Author Ty Webb Posted January 7, 2009 Author Posted January 7, 2009 Wow carbarc1, i am gald to see you can look at things that way. I hope i can one day but i feel like i just lost my entire future to be happy with a female. The pain this has caused me i don't ever want to put on someone else. Its really not that big of a deal physically, i have only had two break outs and they were not severe. Phsycologically its devestating. I sometimes try to convince myself i might not have it and it was HPV because valtrex didn't work for me. Next visit to the doc i will have the test but i am not going out of my way for a test that she said she had. I started seeing a therapist today and she was optomistic she can get me back to my self rather than this miserable state i am in but she never brought herpes up even though i did a few times. Must be becuse she knows thats going to be a tough one that can't be fixed. Any way goatsbreth, sorry to hear you have the same issue. I read some of your posts. How do you deal with it? I think you said your still dealing with the break up and not dating. carbac1 has handled it well. I have to think its different for men and women how they handle it. Your right in your post earlier, when you think she's the one and she tells you the same it doesn't matter any more becuase you don't plan on any other partners if your ready to commit. I on the other hand hate this so much i would have preferred to never meet her and not experience the last three months of hell this chic has put me through. Thearapist said no one deserves this, its constant torture by her contact. I have to go no contact again after we met, i was crushed for the next three days. There was minor physical contact initiated by her as usual. We talked, laughed, made some minor plans for the weekend and possibly in the future. She was supposed to call but didn't and i wasn't about to call her. She said flat out she would call me and didn't. More games, i don't need them. I hope the therapist can fix me, i am so broken!

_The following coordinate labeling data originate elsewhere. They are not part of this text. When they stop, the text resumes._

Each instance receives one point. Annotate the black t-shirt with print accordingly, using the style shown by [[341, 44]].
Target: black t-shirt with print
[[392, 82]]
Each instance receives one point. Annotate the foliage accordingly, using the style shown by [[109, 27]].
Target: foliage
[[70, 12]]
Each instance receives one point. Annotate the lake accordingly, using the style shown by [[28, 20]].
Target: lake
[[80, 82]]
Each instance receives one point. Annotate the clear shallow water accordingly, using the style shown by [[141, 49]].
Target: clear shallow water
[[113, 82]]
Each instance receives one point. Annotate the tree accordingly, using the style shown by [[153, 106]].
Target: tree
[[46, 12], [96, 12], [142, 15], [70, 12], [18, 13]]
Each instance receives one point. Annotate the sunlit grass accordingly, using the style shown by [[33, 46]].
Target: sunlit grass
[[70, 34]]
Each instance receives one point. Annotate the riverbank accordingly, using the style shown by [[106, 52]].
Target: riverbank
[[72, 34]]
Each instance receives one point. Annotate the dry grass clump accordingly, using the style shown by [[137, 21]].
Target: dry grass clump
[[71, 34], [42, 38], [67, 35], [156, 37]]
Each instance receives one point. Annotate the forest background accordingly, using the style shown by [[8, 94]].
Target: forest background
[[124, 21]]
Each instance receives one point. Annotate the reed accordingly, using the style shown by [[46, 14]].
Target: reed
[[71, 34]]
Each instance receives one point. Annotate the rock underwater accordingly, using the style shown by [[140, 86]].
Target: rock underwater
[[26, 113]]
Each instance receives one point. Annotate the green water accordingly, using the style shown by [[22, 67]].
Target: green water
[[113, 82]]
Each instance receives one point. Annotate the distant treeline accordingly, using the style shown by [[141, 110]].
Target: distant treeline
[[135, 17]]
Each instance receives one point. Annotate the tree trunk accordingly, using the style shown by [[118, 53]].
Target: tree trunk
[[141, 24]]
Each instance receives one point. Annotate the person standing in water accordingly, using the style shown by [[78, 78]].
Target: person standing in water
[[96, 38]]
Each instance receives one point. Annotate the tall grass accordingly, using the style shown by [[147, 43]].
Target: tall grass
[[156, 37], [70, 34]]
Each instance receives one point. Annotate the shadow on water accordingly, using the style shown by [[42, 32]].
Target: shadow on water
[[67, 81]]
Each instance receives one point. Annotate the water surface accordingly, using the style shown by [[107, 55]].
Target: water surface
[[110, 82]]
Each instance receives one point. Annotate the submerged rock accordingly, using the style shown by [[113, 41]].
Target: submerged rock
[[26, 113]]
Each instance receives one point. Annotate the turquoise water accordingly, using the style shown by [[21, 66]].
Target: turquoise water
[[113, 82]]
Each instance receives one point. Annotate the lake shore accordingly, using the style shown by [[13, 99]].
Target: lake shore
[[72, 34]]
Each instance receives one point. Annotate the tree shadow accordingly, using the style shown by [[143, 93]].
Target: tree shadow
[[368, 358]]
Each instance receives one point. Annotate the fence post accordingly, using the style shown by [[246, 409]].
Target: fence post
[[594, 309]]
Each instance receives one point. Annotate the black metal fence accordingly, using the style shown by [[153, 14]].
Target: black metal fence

fishtaco Posted January 7, 2009 Posted January 7, 2009 Love is blind, the world is full of users (equally both genders). It's better to get that out of your system when you're younger, because the cost of failure tend to be smaller. Sorry bro. You made some really bad decisions. Once you get over her, and you will. I don't know how old you are, but I'm guessing you should have gone through this sort of things before. I've had to "get over someone" a number of times. You never get used to the pain, but you learn to deal with it and do the right thing. The important thing is what's the next step. I believe there are options for people with herpes to meet and date each other. Maybe some online thing, maybe some meeting or whatever. But you've just chopped off many potential women that you could have dated. While still possible to meet someone, your pool to select from is now smaller. Take this with you as an important lesson. Your partner HAS to prove herself first before you take steps forward, and don't make life changing decisions out of "love". You should ALWAYS ask yourself this question... if the "love" disappears, would I still be okay with this decision? Simple example... tattoo, excellent, tattoo of the name of your girlfriend... bad idea.